I've always found it abhorrent that children don't have any assumed right to privacy. Having a private life is kind of necessary to maintain your sanity. But adults are always the ones who make the rules, and so long as they don't have any kind of respect for minors the situation stays the same. No one chooses to be a child. Parents, however, often choose to be parents, but then they have the assumed right of dictating the life of their child. For those who have good parents, its not an issue. For those who don't, its like being born into prison for 18 years. Think on this: A child is the only person whom you can legally hit maliciously.
I'm also a non-parent, thank god. But I would jump to the parents' side here (except the dumb blogging about it part...) because I've dealt with a lot of irresponsible kids. I think the lesson the kid will take from it is get a job as soon as physically possible (14 in the States, or earlier with hardship proof, I think) and escape the shackles he's been placed under. This makes sense to me, and I think it's a great way to parent. In her place, I probably wouldn't have written a contract; I would have discussed this with my kid and then trusted him to follow through. Getting his signature was a needlessly dramatic move.and if the kid has that understanding of the right to privacy, that's fine.
If he doesn't he'll learn it from this, yeah? Most kids learn about privacy most directly through internet and cell phone use these days, I think.
Yeah, the publicity is definitely a strange thing, but I suppose it's increasingly common in the digital age to post whatever comes to mind, and she clearly spent a while thinking about this.
I feel bad for the lad. Sounds like his mother is riding him something hard. Top that off with this getting media coverage and I feel really bad for his social life, because we all know how kids are at 13 or so. Being the kid whos mom made a contract for him to have a cell phone? Ouch.
I liked this one. Some of them were a little bit harsh (and could actually lead to less social ability rather than more), but overall I understand the message the mother was trying to get across.13. Don't take a zillion pictures and videos. There is no need to document everything. Live your experiences. They will be stored in your memory for eternity.
I too, enjoyed this one. I find this happens a lot of concerts, and it's different from person to person, but I don't get enjoyment in taking a lot of pictures of the band playing just so I can post them to Facebook. It's a more wholesome experience to not be distracted by that and just take in the moment that's happening in front of you. I feel like this applies to many different aspects of life, even if it's just enjoying a night with your friends.

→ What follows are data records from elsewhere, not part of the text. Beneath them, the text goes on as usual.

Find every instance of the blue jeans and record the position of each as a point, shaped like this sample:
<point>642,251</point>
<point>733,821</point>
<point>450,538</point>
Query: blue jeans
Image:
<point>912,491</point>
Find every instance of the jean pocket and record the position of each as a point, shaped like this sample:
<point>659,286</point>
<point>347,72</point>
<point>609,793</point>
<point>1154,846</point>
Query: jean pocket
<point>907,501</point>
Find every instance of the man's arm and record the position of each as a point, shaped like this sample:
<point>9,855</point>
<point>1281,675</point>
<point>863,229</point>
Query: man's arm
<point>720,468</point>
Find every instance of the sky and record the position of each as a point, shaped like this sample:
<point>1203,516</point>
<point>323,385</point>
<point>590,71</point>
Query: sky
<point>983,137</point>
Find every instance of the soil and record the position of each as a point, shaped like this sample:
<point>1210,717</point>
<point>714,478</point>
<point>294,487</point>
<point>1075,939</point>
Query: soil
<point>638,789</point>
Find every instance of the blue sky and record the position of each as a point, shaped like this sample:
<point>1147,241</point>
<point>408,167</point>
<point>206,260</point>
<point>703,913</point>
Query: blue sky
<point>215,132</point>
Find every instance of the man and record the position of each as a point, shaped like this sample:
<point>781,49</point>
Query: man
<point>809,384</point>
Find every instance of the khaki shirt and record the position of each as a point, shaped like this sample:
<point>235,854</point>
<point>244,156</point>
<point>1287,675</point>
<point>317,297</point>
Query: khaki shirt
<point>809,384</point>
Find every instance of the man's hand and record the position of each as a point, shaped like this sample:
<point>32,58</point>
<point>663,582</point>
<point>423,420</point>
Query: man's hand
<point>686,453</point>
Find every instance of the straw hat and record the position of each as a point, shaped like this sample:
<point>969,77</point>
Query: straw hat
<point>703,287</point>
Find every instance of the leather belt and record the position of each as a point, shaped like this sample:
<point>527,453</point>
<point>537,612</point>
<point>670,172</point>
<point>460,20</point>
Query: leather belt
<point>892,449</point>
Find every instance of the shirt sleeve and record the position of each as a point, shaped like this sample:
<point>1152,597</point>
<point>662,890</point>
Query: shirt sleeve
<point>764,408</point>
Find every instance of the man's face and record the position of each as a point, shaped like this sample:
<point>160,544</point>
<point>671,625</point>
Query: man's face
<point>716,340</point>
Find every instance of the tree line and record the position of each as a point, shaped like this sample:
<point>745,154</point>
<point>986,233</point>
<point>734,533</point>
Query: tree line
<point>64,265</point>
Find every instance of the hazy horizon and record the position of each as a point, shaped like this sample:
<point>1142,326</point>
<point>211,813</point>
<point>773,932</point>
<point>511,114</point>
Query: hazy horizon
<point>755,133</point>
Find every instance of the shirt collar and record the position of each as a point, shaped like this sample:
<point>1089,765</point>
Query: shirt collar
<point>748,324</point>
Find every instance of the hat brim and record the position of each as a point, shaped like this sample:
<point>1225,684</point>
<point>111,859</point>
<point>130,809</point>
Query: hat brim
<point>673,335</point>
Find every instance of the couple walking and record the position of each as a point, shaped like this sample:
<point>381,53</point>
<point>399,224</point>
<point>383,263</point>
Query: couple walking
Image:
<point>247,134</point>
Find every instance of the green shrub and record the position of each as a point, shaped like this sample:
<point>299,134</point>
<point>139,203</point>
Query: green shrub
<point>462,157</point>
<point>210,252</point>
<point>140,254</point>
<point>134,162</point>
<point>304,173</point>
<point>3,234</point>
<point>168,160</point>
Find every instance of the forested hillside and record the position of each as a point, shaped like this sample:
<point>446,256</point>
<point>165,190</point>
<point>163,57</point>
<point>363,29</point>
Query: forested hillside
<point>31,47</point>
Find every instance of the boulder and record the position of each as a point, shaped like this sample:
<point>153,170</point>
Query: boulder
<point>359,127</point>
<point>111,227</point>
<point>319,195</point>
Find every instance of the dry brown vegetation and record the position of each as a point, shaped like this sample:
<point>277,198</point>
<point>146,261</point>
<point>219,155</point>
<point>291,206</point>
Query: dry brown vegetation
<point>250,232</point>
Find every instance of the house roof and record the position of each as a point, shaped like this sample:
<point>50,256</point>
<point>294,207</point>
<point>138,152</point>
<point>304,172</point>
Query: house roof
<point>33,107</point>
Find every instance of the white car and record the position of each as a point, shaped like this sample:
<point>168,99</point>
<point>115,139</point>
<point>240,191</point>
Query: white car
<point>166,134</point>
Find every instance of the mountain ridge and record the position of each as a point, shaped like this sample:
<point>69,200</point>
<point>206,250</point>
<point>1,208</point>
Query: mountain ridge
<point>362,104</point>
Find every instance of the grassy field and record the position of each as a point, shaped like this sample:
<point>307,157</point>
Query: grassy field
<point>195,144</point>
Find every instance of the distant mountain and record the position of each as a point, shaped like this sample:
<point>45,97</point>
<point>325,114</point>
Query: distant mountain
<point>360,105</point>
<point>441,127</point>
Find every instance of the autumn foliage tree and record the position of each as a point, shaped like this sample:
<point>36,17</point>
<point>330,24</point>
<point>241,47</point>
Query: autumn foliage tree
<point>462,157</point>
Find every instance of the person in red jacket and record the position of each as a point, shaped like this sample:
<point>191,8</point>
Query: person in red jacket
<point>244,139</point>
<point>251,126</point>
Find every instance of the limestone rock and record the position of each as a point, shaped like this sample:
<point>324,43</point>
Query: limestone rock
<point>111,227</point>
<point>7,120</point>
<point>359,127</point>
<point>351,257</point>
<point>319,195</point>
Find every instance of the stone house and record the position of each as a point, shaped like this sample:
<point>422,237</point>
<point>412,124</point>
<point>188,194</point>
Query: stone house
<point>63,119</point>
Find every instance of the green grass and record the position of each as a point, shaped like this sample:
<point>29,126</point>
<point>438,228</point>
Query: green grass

Some pictures are fine, but not if it detracts from the experience.
I've been to many a concert where there have been people doing nothing but taking pictures, same with some dinners, taking an absurd amount of pictures when you're just hanging out with friends. It's unnecessary and clutter, I'm the same way as you are on this one.
What bothers me most about this piece is that her son's friends now all know about it and certainly must be giving him the what for, you know? I have written quite a bit about my boys, but I am sure to never, ever chastise them in the public arena - even in ways that come across as loving, like this which I suppose is a pre-chastisement. I only tell the funny and beautiful things. If I posted this, my boy would fling the phone across the room and hide under his bed for a month. Now, putting that aside, much of the advice is okay, although I would never have come up with such a list for my kids. I trust them 100 percent, and although they make mistakes like we all do, they trust me enough to talk to me when they make a mistake. I'm sure they do and say and think things that they will never tell me, but that's part of growing up, too.